New Study Finds Carry Laws Benefit Police Safety


New Study Finds Carry Laws Benefit Police Safety
— But waiting period laws show no impact on crime

For Immediate Release
April 30, 2001
Contact: Rebecca Rasheed

(Springfield, VA) — A groundbreaking new study, soon to be released in The Journal of Law and Economics, has discovered that states implementing concealed carry laws benefit the safety of police. The author, David B. Mustard of the University of Georgia’s Department of Economics, found that allowing law-abiding citizens to carry concealed weapons “does not endanger the lives of officers, and may help reduce their risk of being killed.”

Gun Owners of America today noted these findings should come as no surprise. “Most Americans use their firearms in responsible ways,” said Erich Pratt, the Communications Director for GOA.

“All the fear mongering from gun grabbers is totally groundless. There have been no reported incidents of card-carrying gun toters committing crimes against police officers. But there have been hundreds of reported self-defense cases where people have used their guns to protect themselves, their families or even police.”

The report cites one such case from Phoenix, Arizona, where a permit holder used his weapon to save an officer’s life from three Mexican drug dealers. The police union was so grateful to the citizen, Rory Vertigan, that it awarded him $500 and a certificate for a replacement gun.

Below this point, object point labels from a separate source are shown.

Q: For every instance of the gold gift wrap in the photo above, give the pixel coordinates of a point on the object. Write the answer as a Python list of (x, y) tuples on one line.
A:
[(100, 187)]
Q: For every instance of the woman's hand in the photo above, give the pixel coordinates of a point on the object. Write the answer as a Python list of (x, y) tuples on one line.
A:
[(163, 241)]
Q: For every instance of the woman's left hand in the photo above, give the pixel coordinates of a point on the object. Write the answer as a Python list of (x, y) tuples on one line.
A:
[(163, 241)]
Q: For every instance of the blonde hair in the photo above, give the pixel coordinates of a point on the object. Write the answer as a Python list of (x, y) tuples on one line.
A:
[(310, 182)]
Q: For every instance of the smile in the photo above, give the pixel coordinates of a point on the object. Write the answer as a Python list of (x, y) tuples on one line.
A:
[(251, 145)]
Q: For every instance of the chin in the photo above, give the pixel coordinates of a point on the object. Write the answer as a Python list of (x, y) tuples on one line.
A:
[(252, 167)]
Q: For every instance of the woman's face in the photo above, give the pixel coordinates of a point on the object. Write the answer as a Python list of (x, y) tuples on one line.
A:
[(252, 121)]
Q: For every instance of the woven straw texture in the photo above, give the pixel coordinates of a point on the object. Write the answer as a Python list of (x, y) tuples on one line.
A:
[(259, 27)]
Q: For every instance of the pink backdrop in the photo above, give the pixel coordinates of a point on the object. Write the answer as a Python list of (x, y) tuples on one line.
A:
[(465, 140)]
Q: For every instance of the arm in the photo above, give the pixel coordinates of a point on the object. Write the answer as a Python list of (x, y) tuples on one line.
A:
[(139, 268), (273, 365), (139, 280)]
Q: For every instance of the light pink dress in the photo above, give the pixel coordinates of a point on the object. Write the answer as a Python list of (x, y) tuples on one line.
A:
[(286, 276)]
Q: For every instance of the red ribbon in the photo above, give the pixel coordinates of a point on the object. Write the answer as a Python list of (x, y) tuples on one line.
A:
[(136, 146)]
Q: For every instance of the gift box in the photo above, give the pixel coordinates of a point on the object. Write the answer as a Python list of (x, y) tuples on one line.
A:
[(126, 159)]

“Concealed carry laws are making converts all around the country,” Pratt said. “The head of the Dallas Police Association initially lobbied against the Texas carry law. But after seeing how well citizens have exercised their right to bear arms, he now favors the legislation wholeheartedly,” Pratt said.

The study quotes Senior Cpl. Glenn White, President of the 2,350-member Dallas Police Association who says, “All the horror stories I thought would come to pass didn’t happen. No bogeyman. I think it’s worked out well, and that says good things about the citizens who have permits. I’m a convert.”

The study also found that states implementing waiting periods saw no favorable impact upon their crime rates. This finding tracks with the report issued last year by the Journal of the American Medical Association, which found that states implementing waiting periods and background checks did “not [experience] reductions in homicide rates or overall suicide rates.”